While even Kentucky has failed to buy into the evils of the Affordable Care Act, here in South Carolina you can't hardly say a friendly hello before someone tells you about that bad old Obamacare.  That's the result of the never-ending republican election strategy.  Years of repeating the same lies about the ACA, the "death panels," the threats of losing your favorite docs, socialism and government control, long lines and higher prices.  All that repetition actually works, especially when you have an uninformed middle class that has been hit hard in the economy.  It has gotten my fellow South Carolinians as fired up and ready to go as any Obama oratory.

And while they were hyping the evils of health care for all for the hurting middle class, they got the religious right cranked up with regularly scheduled anti-abortion votes in the House of Representatives.  In 2011, they introduced 44 anti-abortion bills.  Of course, there was no chance of getting them passed, but if the GOP understands anything it is how to get their base riled up -- and by the way, distracting us all from unemployment and corporate (and Wall Street) crime.

After the horrific shooting of twenty children and six adults in Newtown, Connecticut, in December of 2012, to our amazement, the republican party turned its attention to increasing the freedom of gun owners to bear weapons.  This became the cause that fired up the paranoid redneck population which has resulted in state laws permitting guns in bars and restaurants here in SC, to Georgia, which now has a "guns everywhere" law that "guards against tyranny."  Except, of course, for the tyranny of those nuts with deadly weapons.

So is it any surprise that those far thinking right wingnuts should be setting their sights (as in cross-hairs) on Hillary, who was in charge during the Benghazi attack?  If they can get their uninformed but flammable constituents to parrot the word "Benghazi" the way they have for "Obamacare" they will be well on their way to a strategy for 2016.

It would do us well to recall, however, that this strategy has not worked so well against Barack Obama.  They tried it when he was candidate Obama, and for a couple of years thereafter, with the Kenya birth certificate nonsense.

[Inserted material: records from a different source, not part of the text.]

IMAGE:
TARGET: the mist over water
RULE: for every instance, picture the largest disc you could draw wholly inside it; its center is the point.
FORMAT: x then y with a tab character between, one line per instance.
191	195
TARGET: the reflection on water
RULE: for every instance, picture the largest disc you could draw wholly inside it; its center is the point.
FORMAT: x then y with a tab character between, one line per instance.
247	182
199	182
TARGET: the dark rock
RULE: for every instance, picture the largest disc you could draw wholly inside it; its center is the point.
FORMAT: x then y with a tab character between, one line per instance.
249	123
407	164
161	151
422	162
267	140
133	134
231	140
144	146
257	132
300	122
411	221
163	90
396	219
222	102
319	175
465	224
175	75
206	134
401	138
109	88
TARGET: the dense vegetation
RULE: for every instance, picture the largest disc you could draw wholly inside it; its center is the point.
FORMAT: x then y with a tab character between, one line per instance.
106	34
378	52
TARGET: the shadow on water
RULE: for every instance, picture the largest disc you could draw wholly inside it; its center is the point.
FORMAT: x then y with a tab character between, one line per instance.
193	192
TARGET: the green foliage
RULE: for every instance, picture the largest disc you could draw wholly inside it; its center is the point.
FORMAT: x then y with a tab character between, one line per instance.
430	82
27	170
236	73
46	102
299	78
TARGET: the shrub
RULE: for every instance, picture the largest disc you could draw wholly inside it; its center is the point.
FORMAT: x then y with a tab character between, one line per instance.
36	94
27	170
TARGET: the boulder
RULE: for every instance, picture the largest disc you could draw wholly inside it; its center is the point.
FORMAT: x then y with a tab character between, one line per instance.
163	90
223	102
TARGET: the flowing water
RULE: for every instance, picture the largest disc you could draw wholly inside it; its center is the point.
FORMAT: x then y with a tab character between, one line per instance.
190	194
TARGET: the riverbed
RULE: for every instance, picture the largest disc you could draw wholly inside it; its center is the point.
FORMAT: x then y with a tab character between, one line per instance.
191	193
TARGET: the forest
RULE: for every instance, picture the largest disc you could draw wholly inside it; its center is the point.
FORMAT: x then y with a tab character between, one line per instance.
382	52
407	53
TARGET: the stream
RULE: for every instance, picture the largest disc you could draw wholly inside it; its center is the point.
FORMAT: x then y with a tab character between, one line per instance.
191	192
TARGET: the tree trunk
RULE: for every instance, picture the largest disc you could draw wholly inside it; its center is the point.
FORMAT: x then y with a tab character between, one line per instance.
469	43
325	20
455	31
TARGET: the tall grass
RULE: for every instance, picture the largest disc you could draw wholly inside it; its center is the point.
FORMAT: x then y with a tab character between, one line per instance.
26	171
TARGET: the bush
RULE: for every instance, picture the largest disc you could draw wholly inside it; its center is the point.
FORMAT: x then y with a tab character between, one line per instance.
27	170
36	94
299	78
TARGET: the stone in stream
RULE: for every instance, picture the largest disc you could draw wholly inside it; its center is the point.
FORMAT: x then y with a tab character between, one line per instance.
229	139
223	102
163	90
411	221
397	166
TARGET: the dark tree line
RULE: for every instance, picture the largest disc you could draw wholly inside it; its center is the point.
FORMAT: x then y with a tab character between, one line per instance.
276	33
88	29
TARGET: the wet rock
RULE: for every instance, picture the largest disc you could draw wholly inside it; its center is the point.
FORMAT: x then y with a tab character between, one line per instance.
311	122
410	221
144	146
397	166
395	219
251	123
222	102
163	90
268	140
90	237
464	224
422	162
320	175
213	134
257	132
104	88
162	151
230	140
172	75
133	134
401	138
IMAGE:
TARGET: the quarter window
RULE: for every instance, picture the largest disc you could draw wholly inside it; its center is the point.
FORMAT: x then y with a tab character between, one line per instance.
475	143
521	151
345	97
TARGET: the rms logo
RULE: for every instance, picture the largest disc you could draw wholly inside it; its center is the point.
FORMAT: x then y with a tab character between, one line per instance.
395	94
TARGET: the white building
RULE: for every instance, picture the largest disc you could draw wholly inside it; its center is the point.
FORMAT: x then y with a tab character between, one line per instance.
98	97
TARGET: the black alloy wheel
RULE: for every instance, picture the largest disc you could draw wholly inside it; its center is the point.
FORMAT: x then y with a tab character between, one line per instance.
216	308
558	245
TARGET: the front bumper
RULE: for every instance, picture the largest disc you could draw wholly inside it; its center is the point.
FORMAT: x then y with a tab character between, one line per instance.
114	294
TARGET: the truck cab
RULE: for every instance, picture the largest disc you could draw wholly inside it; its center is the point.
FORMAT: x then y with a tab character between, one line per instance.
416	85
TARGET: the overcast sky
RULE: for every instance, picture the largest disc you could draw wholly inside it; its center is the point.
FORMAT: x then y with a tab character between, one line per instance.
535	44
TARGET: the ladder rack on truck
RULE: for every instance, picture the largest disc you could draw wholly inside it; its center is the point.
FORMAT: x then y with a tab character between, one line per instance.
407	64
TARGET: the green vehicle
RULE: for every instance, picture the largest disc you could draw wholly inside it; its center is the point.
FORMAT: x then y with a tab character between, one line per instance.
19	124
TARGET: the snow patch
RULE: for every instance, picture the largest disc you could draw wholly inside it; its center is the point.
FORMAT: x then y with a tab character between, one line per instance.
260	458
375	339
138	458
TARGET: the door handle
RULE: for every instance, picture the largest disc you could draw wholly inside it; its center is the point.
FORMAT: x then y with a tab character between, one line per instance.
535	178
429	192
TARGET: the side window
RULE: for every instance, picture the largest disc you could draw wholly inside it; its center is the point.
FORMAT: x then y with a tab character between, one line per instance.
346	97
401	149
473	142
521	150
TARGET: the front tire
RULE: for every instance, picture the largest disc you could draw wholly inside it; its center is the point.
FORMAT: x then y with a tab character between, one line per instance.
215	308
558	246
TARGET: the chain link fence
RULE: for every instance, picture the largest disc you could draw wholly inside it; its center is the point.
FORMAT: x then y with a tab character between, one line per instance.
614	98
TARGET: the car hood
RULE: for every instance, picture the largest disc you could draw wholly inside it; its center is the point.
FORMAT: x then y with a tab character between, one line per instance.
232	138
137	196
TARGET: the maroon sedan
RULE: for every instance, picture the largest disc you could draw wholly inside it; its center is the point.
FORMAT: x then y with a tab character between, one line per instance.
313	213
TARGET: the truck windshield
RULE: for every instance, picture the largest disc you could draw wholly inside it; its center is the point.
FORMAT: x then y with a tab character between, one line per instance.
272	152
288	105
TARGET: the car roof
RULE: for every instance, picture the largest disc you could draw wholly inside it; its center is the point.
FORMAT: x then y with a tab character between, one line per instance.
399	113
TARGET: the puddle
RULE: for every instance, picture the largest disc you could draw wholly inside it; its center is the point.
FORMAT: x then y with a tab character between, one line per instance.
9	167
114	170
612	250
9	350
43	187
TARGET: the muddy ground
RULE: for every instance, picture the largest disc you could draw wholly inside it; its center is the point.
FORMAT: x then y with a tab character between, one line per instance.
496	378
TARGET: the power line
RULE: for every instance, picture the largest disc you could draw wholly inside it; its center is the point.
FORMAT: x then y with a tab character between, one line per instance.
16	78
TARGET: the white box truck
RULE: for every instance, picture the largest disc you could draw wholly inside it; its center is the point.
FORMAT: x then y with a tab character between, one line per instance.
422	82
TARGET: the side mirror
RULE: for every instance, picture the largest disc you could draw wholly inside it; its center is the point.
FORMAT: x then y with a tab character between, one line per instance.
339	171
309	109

And since then, regardless what new conspiracy the right wing is pushing, Obama has moved forward.  In fact, in the Senate in 2012 the Democrats picked up two seats.  Had it not been for the nefarious redistricting done after the last census, Democrats would have won House seats, having won a nation-wide plurality in all House elections.

I don't think Hillary is quaking in her boots over Benghazi.  The shame is that one of South Carolina's own is proudly chairing the committee to perpetuate the question of whether Benghazi can lead to republican victories in 2014 and 2016.  Has the country not laughed at us enough?  I admit, I will miss the bizarre rages of Darrell Issa but I am confident that he will have plenty more conspiracy theories with which to waste time.

The further shame is that people who don't know or care where Benghazi is, people who waved the American flag in support of the Bush administration lies that led to the war that resulted in so many deaths, are pretending to really care about the four American fatalities in the Benghazi attack.

Since the only alternative to conspiracy theories, however, is to talk about issues like the economy, corporate greed, and the environment, you can rest assured that in these parts you won't be able to swing a dead cat without hitting someone muttering about Benghazi, at least through the next couple of elections.